Viewed from this positive perspective, continuing education takes on a whole new meaning, for it may be the route you choose to enhance or change your career subtly or even immensely. The decisions you make regarding which continuing education courses to enroll in can steer the wheel of your career as a massage therapist or bodyworker, pushing you into waters you’ve always wanted to explore.

For example, you may practice relaxation massage on a regular basis, helping clients in your community to ease their stresses and diminish aches and pains. However, part of you may wish to bring your skills into a hospital setting, where your skills would benefit patients who are depressed or in pain due to various medical conditions.

In this case, you would want to explore continuing education on massage therapy in the hospital setting. Such a course would likely focus on considerations and precautions regarding medical devices, positioning and pressure, as well as the best methods of interaction with patients, as well as hospital staff.

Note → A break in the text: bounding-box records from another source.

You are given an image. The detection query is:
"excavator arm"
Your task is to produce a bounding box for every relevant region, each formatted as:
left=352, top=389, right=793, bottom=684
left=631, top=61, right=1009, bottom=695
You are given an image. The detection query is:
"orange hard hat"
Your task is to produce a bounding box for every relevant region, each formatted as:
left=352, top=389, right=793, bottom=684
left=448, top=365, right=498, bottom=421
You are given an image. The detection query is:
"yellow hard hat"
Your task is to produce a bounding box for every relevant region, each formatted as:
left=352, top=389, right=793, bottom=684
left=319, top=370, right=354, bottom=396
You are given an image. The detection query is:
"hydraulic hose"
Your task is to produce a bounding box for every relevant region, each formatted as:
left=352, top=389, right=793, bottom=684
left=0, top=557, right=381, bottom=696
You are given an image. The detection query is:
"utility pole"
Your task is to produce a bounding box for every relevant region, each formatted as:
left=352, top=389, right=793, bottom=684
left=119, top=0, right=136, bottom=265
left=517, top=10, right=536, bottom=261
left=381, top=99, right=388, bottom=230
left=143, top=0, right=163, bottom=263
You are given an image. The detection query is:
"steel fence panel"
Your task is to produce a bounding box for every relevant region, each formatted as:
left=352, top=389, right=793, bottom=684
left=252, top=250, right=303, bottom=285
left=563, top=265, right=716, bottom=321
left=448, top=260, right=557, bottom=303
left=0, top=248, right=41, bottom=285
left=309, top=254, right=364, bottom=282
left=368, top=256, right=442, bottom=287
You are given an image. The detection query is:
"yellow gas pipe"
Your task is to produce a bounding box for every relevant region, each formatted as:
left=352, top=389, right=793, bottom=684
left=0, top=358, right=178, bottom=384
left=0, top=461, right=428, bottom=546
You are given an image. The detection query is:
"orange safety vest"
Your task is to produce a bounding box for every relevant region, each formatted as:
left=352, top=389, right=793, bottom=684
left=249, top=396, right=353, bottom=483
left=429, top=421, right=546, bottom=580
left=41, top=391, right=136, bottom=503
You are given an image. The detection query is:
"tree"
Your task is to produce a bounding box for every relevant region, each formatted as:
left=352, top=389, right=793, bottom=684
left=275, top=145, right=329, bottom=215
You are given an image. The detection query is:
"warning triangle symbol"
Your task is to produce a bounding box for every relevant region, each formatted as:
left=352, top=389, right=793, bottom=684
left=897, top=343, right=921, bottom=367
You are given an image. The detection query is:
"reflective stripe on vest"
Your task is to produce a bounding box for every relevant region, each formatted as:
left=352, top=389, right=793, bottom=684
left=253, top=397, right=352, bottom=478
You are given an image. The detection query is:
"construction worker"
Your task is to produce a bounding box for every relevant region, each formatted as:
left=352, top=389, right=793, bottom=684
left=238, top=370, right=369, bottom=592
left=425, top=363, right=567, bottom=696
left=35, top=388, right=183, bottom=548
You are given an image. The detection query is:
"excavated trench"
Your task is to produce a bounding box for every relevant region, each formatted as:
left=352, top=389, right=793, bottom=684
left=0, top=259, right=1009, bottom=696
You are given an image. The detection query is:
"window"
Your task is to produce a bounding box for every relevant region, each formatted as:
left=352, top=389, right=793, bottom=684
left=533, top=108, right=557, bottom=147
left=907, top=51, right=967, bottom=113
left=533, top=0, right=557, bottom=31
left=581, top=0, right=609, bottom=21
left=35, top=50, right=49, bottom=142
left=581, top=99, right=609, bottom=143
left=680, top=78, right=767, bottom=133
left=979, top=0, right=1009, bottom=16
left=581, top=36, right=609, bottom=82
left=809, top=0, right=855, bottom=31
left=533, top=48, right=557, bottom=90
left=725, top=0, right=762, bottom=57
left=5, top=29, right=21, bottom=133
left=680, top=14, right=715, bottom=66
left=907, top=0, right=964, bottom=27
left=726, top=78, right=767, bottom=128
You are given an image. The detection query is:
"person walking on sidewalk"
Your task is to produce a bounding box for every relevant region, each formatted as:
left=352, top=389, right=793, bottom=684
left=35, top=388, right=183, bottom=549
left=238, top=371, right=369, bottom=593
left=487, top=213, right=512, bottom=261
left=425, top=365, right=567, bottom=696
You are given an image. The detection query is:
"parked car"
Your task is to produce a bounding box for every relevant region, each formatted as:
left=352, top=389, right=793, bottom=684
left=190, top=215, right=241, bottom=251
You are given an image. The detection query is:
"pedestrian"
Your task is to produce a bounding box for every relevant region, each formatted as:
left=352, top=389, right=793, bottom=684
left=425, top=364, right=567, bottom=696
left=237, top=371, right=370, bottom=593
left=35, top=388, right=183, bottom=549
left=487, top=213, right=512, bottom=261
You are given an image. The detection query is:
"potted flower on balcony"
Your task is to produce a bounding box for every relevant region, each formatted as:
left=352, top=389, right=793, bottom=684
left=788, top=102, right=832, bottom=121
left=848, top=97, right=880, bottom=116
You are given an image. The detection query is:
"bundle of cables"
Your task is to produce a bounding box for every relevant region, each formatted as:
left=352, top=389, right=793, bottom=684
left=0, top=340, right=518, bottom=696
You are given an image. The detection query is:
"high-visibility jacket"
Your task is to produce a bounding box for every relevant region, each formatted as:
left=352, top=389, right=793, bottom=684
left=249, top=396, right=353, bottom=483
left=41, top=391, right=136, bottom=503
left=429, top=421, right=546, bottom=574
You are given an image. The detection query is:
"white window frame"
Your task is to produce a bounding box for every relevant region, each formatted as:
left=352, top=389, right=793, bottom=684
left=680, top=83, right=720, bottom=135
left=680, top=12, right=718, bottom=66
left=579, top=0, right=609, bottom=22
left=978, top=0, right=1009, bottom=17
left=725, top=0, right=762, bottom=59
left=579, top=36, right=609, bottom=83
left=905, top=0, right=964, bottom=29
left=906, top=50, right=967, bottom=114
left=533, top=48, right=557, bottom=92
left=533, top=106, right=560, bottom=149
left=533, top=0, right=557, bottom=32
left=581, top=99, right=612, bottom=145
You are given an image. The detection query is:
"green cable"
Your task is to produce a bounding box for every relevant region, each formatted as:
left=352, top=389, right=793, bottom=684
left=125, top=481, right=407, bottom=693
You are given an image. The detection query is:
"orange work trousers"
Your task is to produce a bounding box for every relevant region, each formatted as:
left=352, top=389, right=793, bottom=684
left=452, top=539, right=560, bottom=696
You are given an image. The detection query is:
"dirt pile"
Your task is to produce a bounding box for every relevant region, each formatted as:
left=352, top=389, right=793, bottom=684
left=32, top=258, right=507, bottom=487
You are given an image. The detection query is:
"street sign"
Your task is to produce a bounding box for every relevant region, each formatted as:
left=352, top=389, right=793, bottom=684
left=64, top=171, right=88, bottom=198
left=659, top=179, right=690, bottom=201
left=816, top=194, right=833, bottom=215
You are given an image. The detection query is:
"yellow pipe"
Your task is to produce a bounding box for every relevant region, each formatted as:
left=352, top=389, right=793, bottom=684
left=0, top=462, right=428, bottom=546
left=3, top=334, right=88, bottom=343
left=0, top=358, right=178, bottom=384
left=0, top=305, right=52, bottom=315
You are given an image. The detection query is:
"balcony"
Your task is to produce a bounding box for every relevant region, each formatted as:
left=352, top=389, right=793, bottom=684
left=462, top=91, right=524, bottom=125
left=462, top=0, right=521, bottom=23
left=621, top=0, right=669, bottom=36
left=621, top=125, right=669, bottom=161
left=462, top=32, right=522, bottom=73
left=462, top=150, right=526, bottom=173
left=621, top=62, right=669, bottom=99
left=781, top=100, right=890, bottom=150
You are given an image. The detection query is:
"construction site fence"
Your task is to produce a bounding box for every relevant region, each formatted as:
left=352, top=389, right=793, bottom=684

It’s important to remember continuing education often allows bodyworkers to get quite specific with new skills, so if there is a certain area of hospital massage you’re especially interested, it would benefit you to enroll in that kind of course, rather than a general hospital massage class.

Massage for patients with different kinds of cancer, massage for postoperative patients, bodywork for pregnant women or their newborn babies, and touch therapy as an adjunct to psychiatry or psychotherapy are a few examples of the different ways the power of healthy touch has been welcomed within the medical realm.

The above scenario is an example of one way a bodyworker could use continuing education to help steer a career of relaxation massage toward one that also reaches hospital patients.

It’s important to take the time to figure out the general direction of your dream career in the bodywork field, then enroll in the continuing education courses most relevant to that pathway.

It could be anything from massage for amateur or professional athletes to bodywork that’s geared specifically toward the spa setting. As you can see, there are myriad routes toward a massage therapy career that will keep you excited and financially satisfied.

One of the best aspects of this field is that it’s possible to take bodywork in so many different directions within one career, so there’s no reason to ever grow bored with the good work you do every day.